Tuesday, June 14, 2011

Alan Lengel: "There’s got to be an easier way to find the truth from an organization called 'Justice.'”

Alan Lengel, writing at Tickle the Wire on yesterday's hearing, complains: We Didn’t Learn Much New from the Hearing on Controversial ATF Program.

“This is not a love-making process,” Charles Tiefer, former counsel to Congress, emphasized during testimony. In other words, Congress doesn’t have to play too nice.

Rep. Issa already knew that. But he’s very very frustrated.

“The administration has not yet to come to recognize the role this committee plays in preserving the rule of law to eliminate waste and fraud and abuse in the federal government,” Rep.
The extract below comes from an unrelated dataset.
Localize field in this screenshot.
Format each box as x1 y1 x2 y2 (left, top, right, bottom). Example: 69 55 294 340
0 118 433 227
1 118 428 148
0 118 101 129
Issa said during the hearing. ”I’ve worked closely with Sen. Chuck Grassley to get to the bottom of the strategy by the Federal Bureau of Alcohol, Tobacco and Firearms to allow heavy duty arms to traffic into the hands of Mexican drug cartels.

“ATF field agents opposed this reckless program, which has been responsible for the deaths of innocent civilians in Mexico and even responsible for the death of a 40-year-old border patrol agent named Brian Terry.”

In the end, we need to know a few things: How was such a poorly thought out program approved and by who? And how many guns were released and how many ended up being used in crimes, including murder?

It’s hard to believe the Justice Department hasn’t yet coughed up that info. Finding out which crimes are linked to the program may take a fair amount of investigative work — something that can’t be produced in a little hearing. And there may be no way of definitively figuring out every crime. Still, investigators can come up with a snapshot.

But finding out who ultimately approved the program ain’t that hard. Really.

Give me a few hours. Let me wander the inner sanctum of the Justice Department on Pennsylvania Avenue and I’ll come up with some answers and eliminate some of these hearings.

Sure, Monday’s hearing may lay the foundation for the committee to get even tougher.

But there’s got to be an easier way to find the truth from an organization called “Justice.”


Lengel has excellent sources in DOJ, to be sure, but I rather think that if he approaches any of them in the hall and asks them about Gunwalker, they'll run the other way as if his hair was on fire.